The picture was made mostly in Europe.  When I first saw it it was a good hour longer than the final version.  For me it wasn’t enough, it was so rich in fascinating details and character studies.  But studio policy intervened.  The picture couldn’t be more than two hours long; who wants to see a mad suicidal painter anyway  So it was boiled down and mutilated in such a way that it lost most of its former strength and depth, just as The Private Life of Sherlock Holmes was made to suffer later.  Nevertheless it was far better than the average Hollywood picture, and I was happy to be associated with it.  A great deal of care had gone into the art direction.  For example, the asylum at St. Rémy where Van Gogh stayed when his mind was going was painted by him many times.  In his pictures there is a large tree outside, which by the time our film-makers got there had disappeared.  They implanted one, so much did they care about authenticity.

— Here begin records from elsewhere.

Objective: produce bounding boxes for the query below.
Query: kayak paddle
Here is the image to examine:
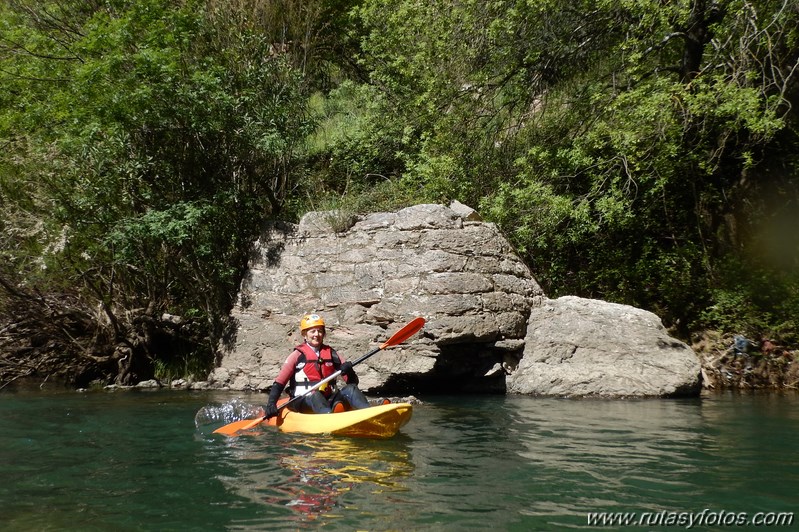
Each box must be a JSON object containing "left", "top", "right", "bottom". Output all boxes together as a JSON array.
[{"left": 213, "top": 316, "right": 426, "bottom": 436}]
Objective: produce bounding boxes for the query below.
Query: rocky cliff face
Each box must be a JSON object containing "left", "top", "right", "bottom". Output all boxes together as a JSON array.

I asked myself what sort of music Van Gogh would have known.  He was a Post-Impressionist, but Post-Impressionism in music comes much later than Van Gogh’s death at the end of the nineteenth century; pictorial trends are always between 25 and 40 years ahead.  The music he himself knew would have been that of the eighties – Wagner, Liszt, César Franck – but I felt that mid-nineteenth century romanticism had little in common with his work.  Somehow I had to evolve a suitable style in terms of my own music.  It had to be somewhat impressionistic, somewhat pointillistic, somewhat post-romantic and brightly, even startlingly colourful, much like the tenor of his paintings.  I worked with Houseman again in my bungalow, playing my music on the piano.  Once I was describing the scene when Gauguin arrived at Alres and makes his way to Van Gogh’s house.  I wanted to evoke and extrovert, south-of-France atmosphere, rather in the manner of Bizet’s L’Arlésienne.  Houseman’s criticism was that I was illustrating the scenery when I ought to have been reinforcing the emotion.  He was right, and I substituted a brooding, assertive theme for Gauguin which gave me the drama more positive support.  I have nothing against constructive criticism when it illuminates a dramatic point.  I’m annoyed by musical criticism from producers and directors who don’t know what they are talking about.  There was a great outburst of anger from Georges Auric, the French composer, when William Wyler tried to suggest changes in the music for Roman Holiday.  ‘I didn’t tell you how to direct your picture – don’t tell me how to write my music!’  My reaction was, ‘Bravo Auric!’  Later, on Ben-Hur, I ran into similar trouble of my own with Wyler.


Lust for Life afforded wonderful opportunities for music in the shape of the various scenes which were simply montages of Van Gogh’s paintings, symphonies of colour needing tonal interpretation.  I like Van Gogh himself, very well played by Kirk Douglas, who looked remarkably like him.  From my point of view, the picture was an artistic apotheosis.